The first Penryn processors are widely expected to come in November, but Intel has yet to announce exactly when the launch will happen.
In addition to the release of Penryn chips for servers later this year, Intel is expected to release the Yorkfield and Wolfdale desktop variants of Penryn in early 2008, with some speculating that high-end versions of these desktop chips could arrive before the end of this year.
Intel is holding off on the release of mobile Penryn chips until early next year, when the company plans to update its Centrino platform for notebooks.
Dunnington, a chip designed for servers with four or more processors, will round out Intel's Penryn lineup. Set for release in late 2008, Dunnington will replace the Xeon 7300 chips that Intel announced Wednesday.
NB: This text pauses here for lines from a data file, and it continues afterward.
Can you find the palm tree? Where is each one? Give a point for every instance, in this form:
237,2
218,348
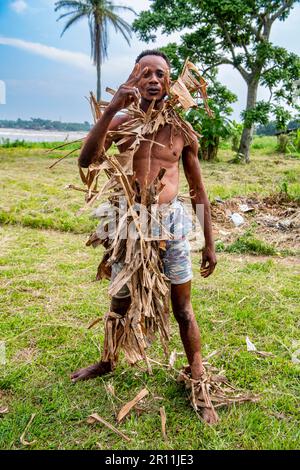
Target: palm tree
100,13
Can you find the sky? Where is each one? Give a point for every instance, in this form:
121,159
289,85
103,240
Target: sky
49,76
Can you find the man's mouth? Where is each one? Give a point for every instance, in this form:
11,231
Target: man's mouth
153,90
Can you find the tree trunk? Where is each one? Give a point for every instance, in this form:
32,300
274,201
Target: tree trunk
208,151
98,79
247,134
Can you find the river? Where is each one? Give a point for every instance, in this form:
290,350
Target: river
30,135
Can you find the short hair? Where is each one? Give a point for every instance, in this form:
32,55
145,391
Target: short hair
153,52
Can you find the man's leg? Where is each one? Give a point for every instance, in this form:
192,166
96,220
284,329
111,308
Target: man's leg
119,306
189,330
190,336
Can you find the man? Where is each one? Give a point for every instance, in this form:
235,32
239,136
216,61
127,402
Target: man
149,81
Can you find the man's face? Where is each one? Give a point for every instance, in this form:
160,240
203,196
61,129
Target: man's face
152,84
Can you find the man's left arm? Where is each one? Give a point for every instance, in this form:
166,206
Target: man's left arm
198,196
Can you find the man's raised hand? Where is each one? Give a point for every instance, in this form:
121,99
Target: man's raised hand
128,92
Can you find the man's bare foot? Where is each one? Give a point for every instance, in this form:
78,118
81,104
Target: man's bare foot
90,372
209,415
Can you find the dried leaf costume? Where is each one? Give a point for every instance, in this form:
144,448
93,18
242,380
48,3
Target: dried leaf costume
142,269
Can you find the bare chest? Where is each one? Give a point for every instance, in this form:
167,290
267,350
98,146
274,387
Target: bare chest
163,149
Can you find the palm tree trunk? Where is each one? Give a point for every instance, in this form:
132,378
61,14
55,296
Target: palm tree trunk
98,79
247,134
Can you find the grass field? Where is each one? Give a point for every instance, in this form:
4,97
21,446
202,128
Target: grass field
49,297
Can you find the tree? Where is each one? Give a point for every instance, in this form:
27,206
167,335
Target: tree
235,33
100,13
211,129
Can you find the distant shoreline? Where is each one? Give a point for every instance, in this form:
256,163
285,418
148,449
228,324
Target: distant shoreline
44,135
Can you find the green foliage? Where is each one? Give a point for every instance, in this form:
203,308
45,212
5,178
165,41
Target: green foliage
257,114
100,15
230,32
212,129
283,117
236,132
271,127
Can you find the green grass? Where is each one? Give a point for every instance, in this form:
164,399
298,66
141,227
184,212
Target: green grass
49,297
248,244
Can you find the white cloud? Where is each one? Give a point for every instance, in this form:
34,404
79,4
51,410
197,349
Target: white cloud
19,6
77,59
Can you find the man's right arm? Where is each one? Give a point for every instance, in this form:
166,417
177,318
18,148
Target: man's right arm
96,139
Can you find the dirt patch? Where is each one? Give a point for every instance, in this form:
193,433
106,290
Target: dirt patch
273,219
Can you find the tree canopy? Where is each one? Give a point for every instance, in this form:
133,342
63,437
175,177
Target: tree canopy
235,33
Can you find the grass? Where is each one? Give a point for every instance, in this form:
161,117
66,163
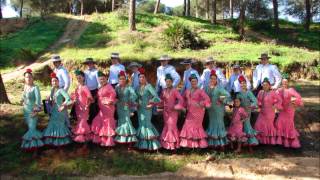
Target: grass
109,32
27,43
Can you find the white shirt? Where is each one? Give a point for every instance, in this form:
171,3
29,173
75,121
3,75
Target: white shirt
205,77
266,71
186,81
161,73
91,78
135,80
114,72
63,77
234,84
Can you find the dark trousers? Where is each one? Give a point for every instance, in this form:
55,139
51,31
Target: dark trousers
94,107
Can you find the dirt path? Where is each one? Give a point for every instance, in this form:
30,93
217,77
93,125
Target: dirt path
75,27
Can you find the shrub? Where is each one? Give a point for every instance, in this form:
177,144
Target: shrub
177,36
260,25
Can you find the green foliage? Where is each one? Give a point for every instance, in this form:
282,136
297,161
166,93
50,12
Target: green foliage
178,36
147,6
26,44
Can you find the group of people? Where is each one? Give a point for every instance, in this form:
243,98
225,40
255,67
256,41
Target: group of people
104,106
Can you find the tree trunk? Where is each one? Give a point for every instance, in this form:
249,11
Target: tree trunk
308,15
214,12
21,7
231,9
188,8
243,5
275,14
3,93
113,5
197,9
208,9
156,9
81,8
184,7
132,15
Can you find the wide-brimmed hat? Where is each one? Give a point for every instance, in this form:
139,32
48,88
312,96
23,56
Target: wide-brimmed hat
168,76
187,61
193,76
164,58
115,56
55,58
264,56
209,59
89,60
134,64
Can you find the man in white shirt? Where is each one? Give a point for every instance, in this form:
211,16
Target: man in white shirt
205,77
265,70
189,70
92,82
164,69
134,67
115,69
233,85
61,72
63,77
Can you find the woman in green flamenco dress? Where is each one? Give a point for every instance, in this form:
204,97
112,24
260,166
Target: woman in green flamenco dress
57,133
147,134
248,102
217,134
126,134
31,101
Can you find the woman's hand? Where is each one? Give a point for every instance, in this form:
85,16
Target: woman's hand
61,108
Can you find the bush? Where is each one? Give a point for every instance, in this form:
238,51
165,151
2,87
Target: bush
177,36
260,25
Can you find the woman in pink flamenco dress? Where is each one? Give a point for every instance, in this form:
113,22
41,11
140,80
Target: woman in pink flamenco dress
192,134
236,132
82,99
287,135
268,101
103,125
172,102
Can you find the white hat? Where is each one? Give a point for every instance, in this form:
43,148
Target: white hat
115,56
132,64
209,59
55,58
165,58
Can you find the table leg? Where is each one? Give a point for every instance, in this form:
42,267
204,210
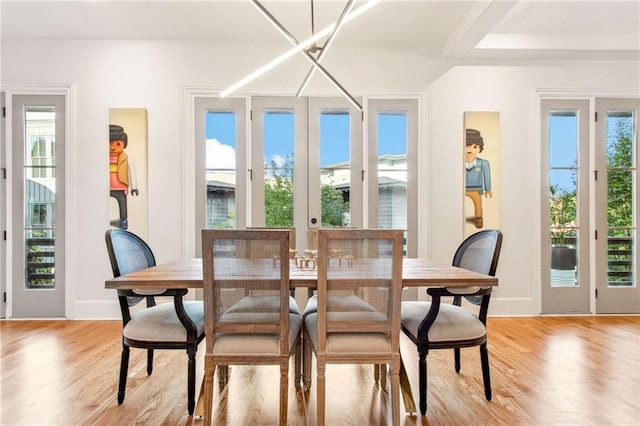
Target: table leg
199,412
405,388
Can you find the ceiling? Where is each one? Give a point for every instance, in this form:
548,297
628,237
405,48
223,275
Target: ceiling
478,31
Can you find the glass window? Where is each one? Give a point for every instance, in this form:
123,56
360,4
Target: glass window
621,198
220,169
278,167
563,200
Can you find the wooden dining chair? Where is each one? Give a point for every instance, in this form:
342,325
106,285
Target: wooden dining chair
436,325
367,264
176,325
248,317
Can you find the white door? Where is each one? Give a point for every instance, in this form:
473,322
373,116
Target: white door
305,164
37,206
617,206
565,207
590,206
3,205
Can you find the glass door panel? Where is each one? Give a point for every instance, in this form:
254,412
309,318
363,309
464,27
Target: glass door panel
563,194
565,277
335,167
278,167
38,206
617,248
220,170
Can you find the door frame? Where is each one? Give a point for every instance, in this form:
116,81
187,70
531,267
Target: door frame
29,89
613,300
535,234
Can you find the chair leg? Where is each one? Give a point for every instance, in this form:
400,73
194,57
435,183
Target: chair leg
395,389
284,391
321,397
306,364
422,380
486,376
298,364
383,376
149,361
209,369
223,376
124,368
191,382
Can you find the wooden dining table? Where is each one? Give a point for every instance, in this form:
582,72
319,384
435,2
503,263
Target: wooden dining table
416,272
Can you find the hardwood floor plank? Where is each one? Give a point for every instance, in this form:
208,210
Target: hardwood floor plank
544,370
Intel is also readying Silverthorne for launch next year. Produced using a 45-nanometre process, the dual-core Silverthorne chip is very small, allowing 2,500 chips to be produced on a single wafer to help keep costs low. The chip is designed for low power consumption and comes bundled with a single-chip chipset called Poulsbo.
Intel originally planned to release Silverthorne during the second half of next year. But the company moved the chip's release date to the "first half of 2008." That timeframe could mean anything from January until the end of June, but one Intel source said the chip is likely to come sooner rather than later within that timeframe.
Asked about an early 2008 release date for Silverthorne, Jacobs would only confirm the chip's planned release is on track for the first half of the year.